Is the grant of the licence likely to interfere with areas or sites of particular significance?

  1. I have accepted there are three areas of particular significance to the native title holders on the licence, which are strongly associated with an important role in ceremonial ritual and Ngarinyin lore.  The red kangaroo dreaming is associated with an AHIS registered site, which is recorded as being a mythological site.  From the evidence, I do not believe the AHIS site is the full extent of the area of particular significance, but rather, the AHIS site forms only part of the area of particular significance.  AHIS sites may be considered under the AHA, however, it would be open to Lucky Break to apply for a permit from the relevant State Minister to cause disturbance to such a site (see s 17 and s 18 of the AHA). 

  2. The differences between the scope of the AHA and the concept of interference in relation to s 237(b) was canvassed in depth in Young v South Coast Metals.  For example, in that decision (at [57]) the Tribunal noted that:

    …the concept of “interference” in section 237(b) is of potentially wider import than the proscribed activities in section 17. For example, the driving of vehicles, including heavy machinery…may not result in a breach of section 17, but it could result in interference pursuant to section 237(b) depending on the circumstances.

  3. Lucky Break will be permitted to conduct exploration activities across the licence which are considered non-ground disturbing, even were the native title holders to sign and execute the RSHA.  Mr Martin has made it clear in his affidavit that the level of importance and particular significance of the three areas he has identified means that even non ground disturbing activity would cause interference with those sites and areas.  Mr Martin has outlined the cultural protocols in relation to each area, and the consequences to the sites and to the traditions of the native title holders should such interference occur.

  4. There is nothing from Lucky Break in relation to their exploration, in the context of the information and evidence provided by WNTAC and Mr Martin.  I do not mean to say that Lucky Break has an onus of proof, but I do refer to Carr J in Ward v Western Australia, who summed up the evidentiary choice as follows (at [26]):

    In administrative matters such as these, any party (not just the native title party) has what might be termed an evidentiary choice. They might choose not to lead any evidence on a particular issue. But that does not necessarily mean that they must fail on that issue ie that they have an evidential onus of proof… However … where facts are peculiarly within the knowledge of party to an issue, its failure to produce evidence as to those facts may lead to an unfavourable inference being drawn when the administrative tribunal applies its commonsense approach to evidence. Again, if this happens, it will not be because of the application of any evidential onus of proof, but by the application of the commonsense approach to evidence.

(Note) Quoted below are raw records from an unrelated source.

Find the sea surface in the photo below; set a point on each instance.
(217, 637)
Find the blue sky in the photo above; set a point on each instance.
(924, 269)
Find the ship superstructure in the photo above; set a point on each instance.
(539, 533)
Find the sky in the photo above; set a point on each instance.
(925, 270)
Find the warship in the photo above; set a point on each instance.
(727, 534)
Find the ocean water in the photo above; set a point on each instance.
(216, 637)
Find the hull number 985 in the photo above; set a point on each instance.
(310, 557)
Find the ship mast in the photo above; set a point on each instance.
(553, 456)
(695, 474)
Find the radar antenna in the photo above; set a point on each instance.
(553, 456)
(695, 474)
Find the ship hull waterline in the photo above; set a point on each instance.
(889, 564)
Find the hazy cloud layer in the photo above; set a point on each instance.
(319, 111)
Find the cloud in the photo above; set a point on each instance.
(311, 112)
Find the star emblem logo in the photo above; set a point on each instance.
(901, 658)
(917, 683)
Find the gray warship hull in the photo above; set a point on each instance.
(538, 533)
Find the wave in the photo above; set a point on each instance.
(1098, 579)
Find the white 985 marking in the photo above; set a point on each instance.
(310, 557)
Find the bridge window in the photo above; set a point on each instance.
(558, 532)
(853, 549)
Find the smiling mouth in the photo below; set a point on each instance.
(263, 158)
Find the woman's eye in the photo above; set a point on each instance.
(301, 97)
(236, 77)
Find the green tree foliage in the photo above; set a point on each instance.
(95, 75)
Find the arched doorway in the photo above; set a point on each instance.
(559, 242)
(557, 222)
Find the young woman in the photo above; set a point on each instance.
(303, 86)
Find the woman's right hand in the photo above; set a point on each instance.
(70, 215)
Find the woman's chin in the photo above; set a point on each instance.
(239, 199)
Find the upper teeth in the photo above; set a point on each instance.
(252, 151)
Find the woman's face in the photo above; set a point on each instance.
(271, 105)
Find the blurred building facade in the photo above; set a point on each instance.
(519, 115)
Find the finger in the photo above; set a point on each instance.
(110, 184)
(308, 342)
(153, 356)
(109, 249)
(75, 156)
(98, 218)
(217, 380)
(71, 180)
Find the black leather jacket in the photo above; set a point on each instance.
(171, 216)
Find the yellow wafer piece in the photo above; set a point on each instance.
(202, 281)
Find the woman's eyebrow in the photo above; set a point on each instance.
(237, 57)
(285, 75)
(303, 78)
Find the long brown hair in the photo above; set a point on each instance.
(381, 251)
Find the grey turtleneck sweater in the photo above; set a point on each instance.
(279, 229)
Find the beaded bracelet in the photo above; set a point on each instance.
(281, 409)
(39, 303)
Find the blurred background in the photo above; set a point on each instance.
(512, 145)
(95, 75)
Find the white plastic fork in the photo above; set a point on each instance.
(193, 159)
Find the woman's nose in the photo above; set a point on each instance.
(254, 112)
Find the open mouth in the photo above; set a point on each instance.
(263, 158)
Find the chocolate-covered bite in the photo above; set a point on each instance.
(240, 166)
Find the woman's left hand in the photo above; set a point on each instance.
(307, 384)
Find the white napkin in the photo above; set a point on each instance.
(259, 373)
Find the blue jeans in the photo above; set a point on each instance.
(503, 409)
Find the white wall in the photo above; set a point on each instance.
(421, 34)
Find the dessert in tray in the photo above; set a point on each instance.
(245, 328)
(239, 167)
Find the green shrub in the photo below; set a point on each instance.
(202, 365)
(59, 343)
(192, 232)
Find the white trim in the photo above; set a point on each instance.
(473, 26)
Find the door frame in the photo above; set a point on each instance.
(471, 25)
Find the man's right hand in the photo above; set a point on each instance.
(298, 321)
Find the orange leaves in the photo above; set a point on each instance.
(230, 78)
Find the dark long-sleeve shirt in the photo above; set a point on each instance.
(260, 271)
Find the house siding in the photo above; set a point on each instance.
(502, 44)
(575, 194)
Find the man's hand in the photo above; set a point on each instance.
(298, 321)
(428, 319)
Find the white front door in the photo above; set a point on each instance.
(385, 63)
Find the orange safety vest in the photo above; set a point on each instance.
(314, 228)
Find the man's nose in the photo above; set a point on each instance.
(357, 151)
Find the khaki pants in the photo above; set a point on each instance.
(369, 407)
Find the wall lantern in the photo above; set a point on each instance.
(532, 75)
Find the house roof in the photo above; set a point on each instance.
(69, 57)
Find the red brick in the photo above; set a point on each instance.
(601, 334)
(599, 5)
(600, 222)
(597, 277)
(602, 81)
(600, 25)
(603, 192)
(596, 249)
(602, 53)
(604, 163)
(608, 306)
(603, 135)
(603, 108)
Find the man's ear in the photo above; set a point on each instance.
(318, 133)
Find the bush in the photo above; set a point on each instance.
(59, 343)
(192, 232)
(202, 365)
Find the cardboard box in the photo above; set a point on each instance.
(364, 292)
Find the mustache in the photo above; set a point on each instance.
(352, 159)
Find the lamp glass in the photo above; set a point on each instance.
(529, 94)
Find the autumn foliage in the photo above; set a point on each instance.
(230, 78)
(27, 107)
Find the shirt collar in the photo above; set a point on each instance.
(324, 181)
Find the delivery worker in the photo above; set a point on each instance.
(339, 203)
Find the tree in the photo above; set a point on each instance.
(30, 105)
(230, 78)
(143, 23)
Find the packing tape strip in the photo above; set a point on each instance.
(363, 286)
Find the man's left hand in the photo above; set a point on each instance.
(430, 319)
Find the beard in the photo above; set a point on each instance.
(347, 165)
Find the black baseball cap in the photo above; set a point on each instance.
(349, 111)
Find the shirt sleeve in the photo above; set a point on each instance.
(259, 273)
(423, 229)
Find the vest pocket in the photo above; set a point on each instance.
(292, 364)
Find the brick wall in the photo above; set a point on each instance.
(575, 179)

  5. As the Tribunal noted in (Geotech International (at [43]))

    To the extent that the grantee party seeks to persuade the Tribunal that the risks of interference are not likely, it is incumbent upon them to provide evidence as to how such interference, including inadvertent interference, can be avoided. In those circumstances, in the absence of such evidence from the grantee party, it is likely to prove difficult to persuade the Tribunal that interference with sites of particular significance is not likely.

  1. I have also considered the endorsements and other conditions the State intends to impose on the grant of the licence, and I could not conclude any of these would mitigate interference with either of the three sites or areas of particular significance, for the purposes of s 237(b).

  2. In the recent matter of WNTAC v Buxton (at [26]), the State and WNTAC ventilated an argument regarding the effect of previous interference.  This argument is replicated in the present inquiry.  That is, the State argue there is a sufficient basis for the Tribunal to infer there has been previous interference because of prior exploration activity.  In reply (at 7 in this present inquiry), WNTAC point to Central East Goldfields v Aruma at [64] and correctly state the Tribunal’s jurisprudence is ‘clear’ that former tenement grants and previous disturbance to sites does not preclude a finding of interference per s 237(b). The reply outlines that the ‘critical evidentiary factor’ is whether the particular act under inquiry will cause interference according to the native title party’s traditions. I agree with that argument, and I find in this present inquiry that WNTAC have established that the three sites of particular significance contain such sensitivities that even low level, non-ground disturbing exploration activities will cause interference for the purposes of s 237(b).

Conclusion

  1. I conclude that given the nature of the sites and areas of particular significance identified, the State’s regulatory regime will not sufficiently mitigate the real risk of interference with the red kangaroo dreaming, the grey kangaroo dreaming or the rock painting of GG.  

Determination

  1. The grant of exploration licence E80/5349 to Lucky Break Operations is not an act attracting the expedited procedure.